From the Crowd

Commentary and analysis from outside voices in venture capital, hedge funds and economics

Can software replace VCs?

July 1, 2011: 9:57 AM ET

Taking the Moneyball approach to venture capital.

By Lisa Suennen, contributor

Can I be replaced by a piece of software?

Apparently there is a new data analysis product called Quid that is able to detect what sectors in a given industry are ripe for innovation, and direct venture capitalists toward the best opportunities. Since that is a key function of what me and my colleagues do, it is a relief to think that I can outsource it to someone (something?) who won't bring their personal issues to the office or drink the last of the coffee without replacing the pot.

According to Venture Capital Journal, you can visualize Quid as follows:

But imagine plugging data into a computer, such as hiring trends and past rounds of funding for thousands of companies in a sector, and then having software that crunches the numbers and predicts what areas are untapped by startups and ripe for investment opportunities. That way, when a gung-ho entrepreneur walks in a firm's door with a startup idea that goes after the market sector predicted by the algorithm, a VC knows whether to listen to the pitch, or play on the iPad while the entrepreneur talks.

Guess I won't have to expend all that extra energy paying attention to at least half of those who visit my office. iPad, here I come.
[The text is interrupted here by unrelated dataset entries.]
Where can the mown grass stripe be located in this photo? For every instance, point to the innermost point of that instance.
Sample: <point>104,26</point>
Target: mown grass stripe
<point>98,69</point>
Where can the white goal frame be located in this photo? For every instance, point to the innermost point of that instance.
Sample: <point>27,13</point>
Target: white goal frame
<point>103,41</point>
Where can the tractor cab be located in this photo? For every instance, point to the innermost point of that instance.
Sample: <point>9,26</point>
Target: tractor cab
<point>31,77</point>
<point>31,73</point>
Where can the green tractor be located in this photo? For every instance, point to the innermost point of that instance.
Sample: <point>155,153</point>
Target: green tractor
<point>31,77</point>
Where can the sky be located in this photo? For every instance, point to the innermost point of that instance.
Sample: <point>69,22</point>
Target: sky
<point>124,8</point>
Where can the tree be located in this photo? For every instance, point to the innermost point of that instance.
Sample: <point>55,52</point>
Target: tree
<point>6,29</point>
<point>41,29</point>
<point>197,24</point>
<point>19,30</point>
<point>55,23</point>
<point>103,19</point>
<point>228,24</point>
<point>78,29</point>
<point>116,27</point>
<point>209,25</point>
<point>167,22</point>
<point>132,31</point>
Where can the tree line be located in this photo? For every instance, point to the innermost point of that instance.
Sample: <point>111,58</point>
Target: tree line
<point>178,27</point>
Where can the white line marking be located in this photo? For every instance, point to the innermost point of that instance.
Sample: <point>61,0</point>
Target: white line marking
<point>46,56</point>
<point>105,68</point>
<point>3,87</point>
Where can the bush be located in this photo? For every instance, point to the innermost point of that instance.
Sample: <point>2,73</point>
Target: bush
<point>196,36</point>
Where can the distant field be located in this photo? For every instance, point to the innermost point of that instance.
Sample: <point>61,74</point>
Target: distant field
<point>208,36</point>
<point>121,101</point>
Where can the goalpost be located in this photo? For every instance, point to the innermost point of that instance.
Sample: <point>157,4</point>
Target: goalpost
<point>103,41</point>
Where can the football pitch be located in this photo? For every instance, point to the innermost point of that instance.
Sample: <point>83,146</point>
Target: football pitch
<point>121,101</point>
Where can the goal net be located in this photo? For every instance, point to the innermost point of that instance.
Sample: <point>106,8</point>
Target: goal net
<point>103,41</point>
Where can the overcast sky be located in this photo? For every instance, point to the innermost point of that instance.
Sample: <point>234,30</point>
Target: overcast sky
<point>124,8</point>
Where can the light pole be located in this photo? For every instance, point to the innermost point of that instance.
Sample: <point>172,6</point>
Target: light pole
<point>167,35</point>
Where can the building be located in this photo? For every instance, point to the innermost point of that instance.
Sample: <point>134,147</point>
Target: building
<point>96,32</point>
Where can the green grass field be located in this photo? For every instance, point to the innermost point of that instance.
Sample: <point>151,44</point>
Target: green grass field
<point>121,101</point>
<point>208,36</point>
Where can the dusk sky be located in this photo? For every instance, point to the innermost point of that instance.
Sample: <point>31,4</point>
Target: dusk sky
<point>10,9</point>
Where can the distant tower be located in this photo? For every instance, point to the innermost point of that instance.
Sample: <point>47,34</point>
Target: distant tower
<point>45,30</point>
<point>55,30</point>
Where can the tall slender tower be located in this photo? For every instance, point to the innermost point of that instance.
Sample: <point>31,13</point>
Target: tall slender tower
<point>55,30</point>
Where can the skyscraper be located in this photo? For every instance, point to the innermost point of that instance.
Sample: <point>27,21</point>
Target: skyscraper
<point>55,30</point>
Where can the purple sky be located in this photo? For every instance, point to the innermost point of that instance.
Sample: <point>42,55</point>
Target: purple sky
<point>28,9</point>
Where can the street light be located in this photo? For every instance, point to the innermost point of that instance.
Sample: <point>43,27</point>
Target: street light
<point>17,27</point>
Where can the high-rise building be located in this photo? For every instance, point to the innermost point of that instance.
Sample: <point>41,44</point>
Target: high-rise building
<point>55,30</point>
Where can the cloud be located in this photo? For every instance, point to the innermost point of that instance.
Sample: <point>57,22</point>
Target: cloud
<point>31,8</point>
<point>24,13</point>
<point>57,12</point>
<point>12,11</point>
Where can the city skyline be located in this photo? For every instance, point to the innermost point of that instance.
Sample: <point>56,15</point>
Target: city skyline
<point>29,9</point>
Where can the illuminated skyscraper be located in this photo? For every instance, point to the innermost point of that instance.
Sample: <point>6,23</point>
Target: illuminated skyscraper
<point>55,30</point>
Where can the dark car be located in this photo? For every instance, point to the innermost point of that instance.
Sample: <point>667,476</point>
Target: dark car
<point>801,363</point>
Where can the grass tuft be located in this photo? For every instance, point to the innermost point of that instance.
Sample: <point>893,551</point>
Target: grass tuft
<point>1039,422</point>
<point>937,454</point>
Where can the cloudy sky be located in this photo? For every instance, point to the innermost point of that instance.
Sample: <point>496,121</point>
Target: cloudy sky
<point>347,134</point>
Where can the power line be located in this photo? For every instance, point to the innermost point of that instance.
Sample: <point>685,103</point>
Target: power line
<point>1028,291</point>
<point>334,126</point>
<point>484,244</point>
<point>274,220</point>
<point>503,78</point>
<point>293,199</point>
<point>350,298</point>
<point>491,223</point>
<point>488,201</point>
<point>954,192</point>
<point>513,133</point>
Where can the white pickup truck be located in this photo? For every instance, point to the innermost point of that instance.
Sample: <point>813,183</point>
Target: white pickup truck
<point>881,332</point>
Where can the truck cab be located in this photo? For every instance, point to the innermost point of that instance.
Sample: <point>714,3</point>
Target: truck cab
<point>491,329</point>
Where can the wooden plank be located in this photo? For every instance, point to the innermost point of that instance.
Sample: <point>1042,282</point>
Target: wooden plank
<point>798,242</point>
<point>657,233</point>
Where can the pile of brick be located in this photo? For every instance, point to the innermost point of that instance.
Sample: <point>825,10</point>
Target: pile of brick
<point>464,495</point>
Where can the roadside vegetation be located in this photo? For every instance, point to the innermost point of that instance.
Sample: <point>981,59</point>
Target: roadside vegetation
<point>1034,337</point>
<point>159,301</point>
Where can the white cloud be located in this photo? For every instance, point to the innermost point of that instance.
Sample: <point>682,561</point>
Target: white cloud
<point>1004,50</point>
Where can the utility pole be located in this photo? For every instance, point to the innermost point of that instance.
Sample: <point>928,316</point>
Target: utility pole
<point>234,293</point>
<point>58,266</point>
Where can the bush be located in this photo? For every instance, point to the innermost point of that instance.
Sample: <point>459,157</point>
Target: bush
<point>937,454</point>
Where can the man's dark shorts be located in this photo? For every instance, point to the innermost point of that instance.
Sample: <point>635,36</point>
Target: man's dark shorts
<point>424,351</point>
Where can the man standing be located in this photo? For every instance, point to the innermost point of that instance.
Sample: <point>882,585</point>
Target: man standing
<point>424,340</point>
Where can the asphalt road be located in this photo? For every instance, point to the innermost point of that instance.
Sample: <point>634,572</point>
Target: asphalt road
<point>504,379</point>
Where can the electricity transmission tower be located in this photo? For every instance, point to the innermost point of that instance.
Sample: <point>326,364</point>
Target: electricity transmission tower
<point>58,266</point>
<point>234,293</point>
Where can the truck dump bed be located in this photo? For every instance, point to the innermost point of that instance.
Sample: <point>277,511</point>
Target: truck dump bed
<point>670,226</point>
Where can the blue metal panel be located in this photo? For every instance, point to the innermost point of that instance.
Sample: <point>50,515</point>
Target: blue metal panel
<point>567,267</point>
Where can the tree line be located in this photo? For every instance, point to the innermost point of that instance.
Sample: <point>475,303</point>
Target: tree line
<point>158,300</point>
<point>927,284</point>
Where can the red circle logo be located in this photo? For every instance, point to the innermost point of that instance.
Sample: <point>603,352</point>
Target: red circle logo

Quid was developed by Sean Gourley, who originally invented the technology to predict insurgency in war-prone nations. Gourley is reported to "have used public information culled from cell phones, texting and attack data from media reports, nonprofit organizations and the United Nations to look for signatures of insurgency. He ran his statistics through a computer program and discovered universal patterns of war. The characteristics looked the same across Afghanistan, Sri Lanka, Columbia, Rwanda and Peru."

I like the war metaphor, as it is perfect for the male-dominated business of venture capital.  What better than a war-detection machine to identify the killer app to destroy the competition? Venture capital in a nutshell (artillery shell?).

So applying that warrior spirit to data, Quid amasses company-specific "key words, patents and press mentions to create a graph that shows how the companies are connected. Each dot on the graph represents a company."  The trick is to find the eye of the needle—the spots on the graph where there are breaks in the ranks, leading an investor to the ideal marketplace in which to do battle.

I have a vision of sitting back on my perch like Dr. Evil, eating bon bons and petting a Chihuahua while my squadrons of data bots root out insurgent companies laying in wait to explode onto the market with a bang.  Awesome.

The idea of relying on software where observation and intuition traditionally rule is an interesting concept associated with some controversy.  Certainly it has been proven time and again that the human capacity for analysis leaves a lot to be desired. It is too difficult for most people (even bad-ass warrior types) to separate their biases and personal filters from data such that they can see it clearly. Many industries, even those that have historically been known as ones where instinct is key to success, have learned the hard way that information wins out in a battle against gut feel.  The Oakland A's and Boston Red Sox have made a mission out of this idea, relying on so-called Sabermetrics, instead of cigar-chomping scouts, to craft the ideal baseball team.

On the other hand, there is something to be said for experience and instinct. While data can lead you to patterns that would be obvious if you could remove your self-colored glasses, it cannot replace that sixth sense that some people have that lets them see data in a way no one else could or would interpret it. Sabermetrics has its advantages, but the A's haven't won the World Series in a really long time.

So wither Quid? The good news is that it will not demand carried interest in exchange for its insight. The bad news is that it will probably not be able to free my colleagues or me entirely from the drudgery of working for a living.  I can hear the disappointment as those forced to interact with VCs realize that they are probably not going to be completely replaced by software after all.  But having done this for a while, I have no doubt that the spoils of war in venture investing are won through a combination of data analysis, intuition and good old-fashioned luck.

Alas, back to work.

Lisa Suennen is a co-founder and Managing Member of Psilos Group, a healthcare-focused venture capital firm with over $577 million under management.